I went to my local public library over the weekend, a common trip for me and something I recommend that everyone put on their regular schedule. On the wall near the entrance, there was a display of children’s books about women in science. There were biographies of female scientists and books of girl-centric STEM projects. It was all very affirming and encouraging, clearly intended to tell girls that they could do anything they wanted in life. I bristled a little bit inside as I took it all in. I knew that one of my daughters would be hopping mad about the wall of girl-affirmation if she was with me.

When my daughters were young, I was a big believer in explicitely affirming their ability to be whatever they wanted to be. I thought that books celebrating women scientists, artists, and professionals were important, but my little girls weren’t all that impressed. One of my daughters was more than unimpressed. She was clearly uncomfortable with my gender affirmation, so I dialed it down (an aside to parents: if your child is uncomfortable with something you’re doing, you should probably knock it off unless it’s something really important like vaccinating them for measles).
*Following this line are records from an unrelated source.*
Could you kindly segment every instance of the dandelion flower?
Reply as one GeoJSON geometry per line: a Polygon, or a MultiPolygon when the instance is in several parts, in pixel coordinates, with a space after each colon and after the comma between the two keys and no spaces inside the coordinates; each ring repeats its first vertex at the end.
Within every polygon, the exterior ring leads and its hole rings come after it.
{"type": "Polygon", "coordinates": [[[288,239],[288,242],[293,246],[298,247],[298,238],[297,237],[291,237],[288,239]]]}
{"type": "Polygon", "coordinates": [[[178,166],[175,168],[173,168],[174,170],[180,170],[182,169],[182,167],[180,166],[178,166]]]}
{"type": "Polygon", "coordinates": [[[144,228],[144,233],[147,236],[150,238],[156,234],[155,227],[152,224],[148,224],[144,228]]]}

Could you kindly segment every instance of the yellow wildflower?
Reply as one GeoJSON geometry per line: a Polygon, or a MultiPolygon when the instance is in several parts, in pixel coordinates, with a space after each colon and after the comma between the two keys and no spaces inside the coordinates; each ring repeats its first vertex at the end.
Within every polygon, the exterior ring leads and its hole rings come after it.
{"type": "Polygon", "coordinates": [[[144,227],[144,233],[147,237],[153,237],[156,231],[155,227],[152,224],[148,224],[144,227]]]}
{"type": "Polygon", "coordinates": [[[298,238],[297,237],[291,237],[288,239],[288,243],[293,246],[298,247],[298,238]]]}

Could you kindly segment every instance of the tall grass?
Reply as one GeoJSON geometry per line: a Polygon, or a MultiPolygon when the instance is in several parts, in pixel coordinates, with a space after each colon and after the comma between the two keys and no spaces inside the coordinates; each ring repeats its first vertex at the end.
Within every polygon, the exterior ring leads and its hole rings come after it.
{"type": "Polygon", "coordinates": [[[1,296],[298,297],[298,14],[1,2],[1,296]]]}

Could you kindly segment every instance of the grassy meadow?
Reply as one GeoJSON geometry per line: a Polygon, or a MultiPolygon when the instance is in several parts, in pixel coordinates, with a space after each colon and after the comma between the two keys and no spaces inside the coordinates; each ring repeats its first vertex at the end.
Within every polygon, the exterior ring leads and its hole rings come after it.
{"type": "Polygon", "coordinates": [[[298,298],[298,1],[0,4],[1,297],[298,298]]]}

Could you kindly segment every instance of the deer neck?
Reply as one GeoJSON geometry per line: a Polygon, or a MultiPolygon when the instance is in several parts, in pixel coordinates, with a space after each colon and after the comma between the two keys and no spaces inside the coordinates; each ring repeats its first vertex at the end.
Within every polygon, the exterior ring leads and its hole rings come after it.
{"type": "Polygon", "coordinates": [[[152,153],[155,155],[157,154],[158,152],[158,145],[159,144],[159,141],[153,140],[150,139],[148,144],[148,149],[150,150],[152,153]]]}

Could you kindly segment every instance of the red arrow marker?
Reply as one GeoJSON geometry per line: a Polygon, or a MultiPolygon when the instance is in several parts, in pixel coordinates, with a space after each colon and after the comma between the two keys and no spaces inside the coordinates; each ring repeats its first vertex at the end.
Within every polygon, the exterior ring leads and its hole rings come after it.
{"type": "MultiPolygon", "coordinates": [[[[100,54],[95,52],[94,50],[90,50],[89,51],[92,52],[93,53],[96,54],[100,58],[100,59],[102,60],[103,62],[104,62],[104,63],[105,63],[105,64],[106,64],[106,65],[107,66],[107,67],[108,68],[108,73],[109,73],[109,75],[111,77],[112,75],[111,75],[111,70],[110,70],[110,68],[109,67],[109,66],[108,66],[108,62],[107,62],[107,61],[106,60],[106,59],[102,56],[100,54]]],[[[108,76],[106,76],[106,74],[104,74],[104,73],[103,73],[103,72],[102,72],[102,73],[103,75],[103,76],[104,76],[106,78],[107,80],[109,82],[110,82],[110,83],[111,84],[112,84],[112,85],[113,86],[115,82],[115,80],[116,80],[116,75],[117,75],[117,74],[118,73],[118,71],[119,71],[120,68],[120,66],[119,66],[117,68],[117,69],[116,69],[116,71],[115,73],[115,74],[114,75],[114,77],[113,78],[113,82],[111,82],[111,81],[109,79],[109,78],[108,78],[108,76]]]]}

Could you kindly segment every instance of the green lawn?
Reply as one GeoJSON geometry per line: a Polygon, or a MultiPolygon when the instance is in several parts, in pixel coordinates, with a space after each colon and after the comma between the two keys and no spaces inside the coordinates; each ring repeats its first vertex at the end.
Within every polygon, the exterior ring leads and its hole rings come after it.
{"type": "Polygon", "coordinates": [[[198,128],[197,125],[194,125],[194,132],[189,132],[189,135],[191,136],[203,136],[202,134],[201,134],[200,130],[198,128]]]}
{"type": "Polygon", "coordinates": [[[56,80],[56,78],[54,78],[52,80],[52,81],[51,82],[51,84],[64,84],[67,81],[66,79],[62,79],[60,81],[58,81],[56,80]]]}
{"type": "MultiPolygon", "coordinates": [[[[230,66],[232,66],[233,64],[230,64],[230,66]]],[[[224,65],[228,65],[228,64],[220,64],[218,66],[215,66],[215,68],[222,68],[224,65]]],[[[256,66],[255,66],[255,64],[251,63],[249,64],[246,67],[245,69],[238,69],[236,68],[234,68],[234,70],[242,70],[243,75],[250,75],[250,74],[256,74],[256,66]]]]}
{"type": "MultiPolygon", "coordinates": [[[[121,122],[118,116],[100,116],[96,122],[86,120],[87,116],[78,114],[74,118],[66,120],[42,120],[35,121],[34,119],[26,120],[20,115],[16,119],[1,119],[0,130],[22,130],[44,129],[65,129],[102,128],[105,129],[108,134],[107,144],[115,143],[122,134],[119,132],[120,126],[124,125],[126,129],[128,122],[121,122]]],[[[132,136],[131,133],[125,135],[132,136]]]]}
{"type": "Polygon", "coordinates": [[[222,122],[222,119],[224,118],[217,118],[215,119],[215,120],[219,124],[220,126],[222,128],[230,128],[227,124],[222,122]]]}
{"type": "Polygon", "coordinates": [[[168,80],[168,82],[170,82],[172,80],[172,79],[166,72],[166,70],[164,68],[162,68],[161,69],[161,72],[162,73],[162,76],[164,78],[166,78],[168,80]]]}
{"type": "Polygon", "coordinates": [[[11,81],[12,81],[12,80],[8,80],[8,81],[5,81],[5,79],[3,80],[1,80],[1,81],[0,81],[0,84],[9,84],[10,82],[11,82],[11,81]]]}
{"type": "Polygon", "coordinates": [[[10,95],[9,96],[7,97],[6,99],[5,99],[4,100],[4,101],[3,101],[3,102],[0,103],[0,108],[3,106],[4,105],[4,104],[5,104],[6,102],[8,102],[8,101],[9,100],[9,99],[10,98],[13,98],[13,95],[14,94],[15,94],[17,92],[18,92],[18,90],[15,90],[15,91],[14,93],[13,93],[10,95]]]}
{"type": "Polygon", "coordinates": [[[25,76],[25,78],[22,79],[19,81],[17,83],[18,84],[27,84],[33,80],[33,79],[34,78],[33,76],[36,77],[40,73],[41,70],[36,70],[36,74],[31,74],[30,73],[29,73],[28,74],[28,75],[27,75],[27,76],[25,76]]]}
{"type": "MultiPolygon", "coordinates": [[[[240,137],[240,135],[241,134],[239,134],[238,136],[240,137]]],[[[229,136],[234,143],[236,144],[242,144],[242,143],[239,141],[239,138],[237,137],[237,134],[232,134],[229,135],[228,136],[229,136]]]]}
It took many years for my daughter to become old enough to articulate what bothered her so much about shirts proclaiming “Girl Power!” and heavy-handed biographies of successful women. She didn’t like gender affirmation because it implied that someone thought that her gender meant that she couldn’t succeed, and she suspected that the person with doubts was supposed to be her. Why go to the trouble of writing a book about how a girl like her could be anything she wanted to be unless people thought she doubted herself? She didn’t doubt herself. She was sure that she could succeed, and she didn’t like the kernel of self-doubt that all of the affirmations placed in her head. I had the best of intentions, but she was insulted by the implication that I thought she needed such affirmation. Even as an eight-year-old, she found the very affirmation discouraging.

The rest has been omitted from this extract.